Shares of the San Francisco company jumped more than 5-fold after it said it plans to raise capital, buy graphics processing units and eventually offer cloud computing capacity and AI services.
The company said it will use a $50 million convertible financing agreement with an institutional investor to fund the shift. Proceeds will go toward acquiring GPUs, the chips that power AI workloads and remain in heavy demand across the broader AI ecosystem. Allbirds also said it intends to rebrand as “NewBird AI,” signaling that the pivot is not a side project but the company’s planned future identity.
The market reaction was immediate and extreme. Reuters reported that Allbirds stock was last up 435% at $13.33, giving the company a market value of about $116 million. The stock surge also made Allbirds one of the most active names on Fidelity’s trading platform, a sign that the announcement caught the attention of retail traders as well as more traditional investors.
The abrupt strategy shift comes after years of deterioration in Allbirds’ core business. The company has been shutting most of its brick-and-mortar stores in recent months as demand softened and it leaned more heavily on online partnerships.
Last month, it said it had sold its brand and footwear assets to American Exchange Group for $39 million, a transaction that effectively marked the beginning of the end for its original identity as a shoe company.
Allbirds’ turn to AI is especially striking because the brand once stood for a very different kind of consumer story. It was founded as a sustainable footwear company and rode a wave of popularity among tech workers and Silicon Valley consumers.

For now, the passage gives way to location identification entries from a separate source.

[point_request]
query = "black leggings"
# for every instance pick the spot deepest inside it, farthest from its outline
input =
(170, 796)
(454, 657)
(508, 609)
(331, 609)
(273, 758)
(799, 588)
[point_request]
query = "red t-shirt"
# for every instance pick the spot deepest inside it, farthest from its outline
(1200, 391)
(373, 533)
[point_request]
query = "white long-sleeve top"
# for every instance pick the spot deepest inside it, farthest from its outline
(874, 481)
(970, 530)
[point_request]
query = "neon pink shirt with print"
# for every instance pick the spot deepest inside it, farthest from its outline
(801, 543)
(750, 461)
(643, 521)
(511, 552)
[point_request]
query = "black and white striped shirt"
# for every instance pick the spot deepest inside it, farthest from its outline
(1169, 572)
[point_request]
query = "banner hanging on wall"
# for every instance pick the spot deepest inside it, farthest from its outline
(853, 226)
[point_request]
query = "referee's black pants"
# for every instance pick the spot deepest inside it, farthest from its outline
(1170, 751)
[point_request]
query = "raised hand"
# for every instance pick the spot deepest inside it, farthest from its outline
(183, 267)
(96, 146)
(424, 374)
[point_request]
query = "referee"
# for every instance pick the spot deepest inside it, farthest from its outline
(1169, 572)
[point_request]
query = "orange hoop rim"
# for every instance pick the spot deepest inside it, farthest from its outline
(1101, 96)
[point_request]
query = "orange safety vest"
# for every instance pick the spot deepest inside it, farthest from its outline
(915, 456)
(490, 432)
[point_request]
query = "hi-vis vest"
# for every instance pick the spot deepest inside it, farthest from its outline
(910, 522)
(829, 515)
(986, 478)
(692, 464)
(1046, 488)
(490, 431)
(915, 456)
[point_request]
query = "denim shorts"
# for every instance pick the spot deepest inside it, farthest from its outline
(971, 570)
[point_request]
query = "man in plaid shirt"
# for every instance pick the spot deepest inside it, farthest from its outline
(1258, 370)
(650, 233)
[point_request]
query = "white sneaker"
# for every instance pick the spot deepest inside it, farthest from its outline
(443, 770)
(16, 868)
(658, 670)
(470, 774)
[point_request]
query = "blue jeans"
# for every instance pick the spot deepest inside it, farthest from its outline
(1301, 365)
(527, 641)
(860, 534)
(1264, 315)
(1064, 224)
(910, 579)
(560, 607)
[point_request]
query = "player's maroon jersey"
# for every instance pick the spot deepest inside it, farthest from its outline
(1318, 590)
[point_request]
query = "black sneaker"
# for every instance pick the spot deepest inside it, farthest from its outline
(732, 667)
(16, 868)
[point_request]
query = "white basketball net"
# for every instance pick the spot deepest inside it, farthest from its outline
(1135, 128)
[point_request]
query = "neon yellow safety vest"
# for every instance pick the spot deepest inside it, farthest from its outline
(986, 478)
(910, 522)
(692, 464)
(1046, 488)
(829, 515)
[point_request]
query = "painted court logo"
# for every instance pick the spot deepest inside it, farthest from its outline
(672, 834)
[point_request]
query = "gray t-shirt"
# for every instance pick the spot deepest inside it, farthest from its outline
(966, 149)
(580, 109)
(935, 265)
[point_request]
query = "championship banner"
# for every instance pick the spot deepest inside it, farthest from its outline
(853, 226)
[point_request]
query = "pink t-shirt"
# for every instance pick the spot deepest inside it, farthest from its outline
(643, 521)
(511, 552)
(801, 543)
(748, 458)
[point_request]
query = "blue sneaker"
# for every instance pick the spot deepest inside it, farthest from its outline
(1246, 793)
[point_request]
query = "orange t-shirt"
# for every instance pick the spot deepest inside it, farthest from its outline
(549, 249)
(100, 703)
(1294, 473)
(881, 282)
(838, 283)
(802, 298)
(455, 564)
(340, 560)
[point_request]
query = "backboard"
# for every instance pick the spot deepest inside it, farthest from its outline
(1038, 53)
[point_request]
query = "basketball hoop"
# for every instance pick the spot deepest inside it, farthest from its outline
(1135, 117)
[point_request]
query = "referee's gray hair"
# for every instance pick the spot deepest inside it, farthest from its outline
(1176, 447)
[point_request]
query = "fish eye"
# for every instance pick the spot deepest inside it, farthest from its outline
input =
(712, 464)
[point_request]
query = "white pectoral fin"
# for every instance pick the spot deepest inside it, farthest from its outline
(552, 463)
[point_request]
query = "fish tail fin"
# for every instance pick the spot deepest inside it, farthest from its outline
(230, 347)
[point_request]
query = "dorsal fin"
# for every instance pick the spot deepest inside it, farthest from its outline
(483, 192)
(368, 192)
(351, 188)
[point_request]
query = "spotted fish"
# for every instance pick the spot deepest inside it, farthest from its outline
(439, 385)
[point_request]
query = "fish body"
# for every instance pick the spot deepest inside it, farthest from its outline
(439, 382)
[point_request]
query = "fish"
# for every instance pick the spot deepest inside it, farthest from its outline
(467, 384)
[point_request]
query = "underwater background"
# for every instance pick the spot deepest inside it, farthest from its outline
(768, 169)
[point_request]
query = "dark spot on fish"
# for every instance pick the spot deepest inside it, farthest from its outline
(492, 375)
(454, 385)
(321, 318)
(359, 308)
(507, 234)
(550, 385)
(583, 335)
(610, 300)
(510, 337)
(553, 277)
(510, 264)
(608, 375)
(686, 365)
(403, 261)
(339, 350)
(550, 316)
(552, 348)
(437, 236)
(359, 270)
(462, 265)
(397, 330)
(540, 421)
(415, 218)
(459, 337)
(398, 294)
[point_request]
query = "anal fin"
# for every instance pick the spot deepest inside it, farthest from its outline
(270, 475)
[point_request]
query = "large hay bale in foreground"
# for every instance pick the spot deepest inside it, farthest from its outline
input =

But the public market has been unforgiving. Reuters noted that Allbirds debuted on Nasdaq in 2021 at a valuation of $3 billion, only to lose about 99% of its market value from that peak by its latest close.
That collapse helps explain why the company is now pursuing such an aggressive reset. The AI sector has become the market’s most powerful story, with companies across hardware, software and infrastructure trying to attach themselves to the wave of corporate spending on data centers and compute capacity.
Allbirds said its new business would focus on cloud computing power and AI services, though it has not yet disclosed the operational details investors would normally expect from a company entering a capital-intensive technology market.
Not everyone is convinced the move will translate into a durable business. Reuters quoted independent retail consultant Bruce Winder, who said the pivot looks like an attempt to capitalize on the AI boom and questioned what Allbirds brings to the table beyond name recognition.
That skepticism reflects a broader concern: a consumer brand with a collapsing retail footprint is now trying to become a technology and infrastructure company in a field dominated by far larger, better-capitalized players.
The shift also recalls previous market-era pivots by struggling small companies that tried to reinvent themselves around the hottest theme of the moment. Reuters pointed to Long Island Iced Tea’s 2017 turn toward blockchain as a historical parallel.
In both cases, investors responded quickly to the narrative, even as questions lingered about whether a dramatic rebrand could substitute for an operating business with scale, expertise and customers.
For now, Allbirds has succeeded at one thing: getting Wall Street’s attention. Whether it can turn a fading sneaker label into a real AI infrastructure player is a much harder question. The company’s next steps will need to show more than a new name and a popular stock story; they will need to demonstrate how a former footwear brand plans to compete in one of the most competitive and capital-hungry sectors in the market.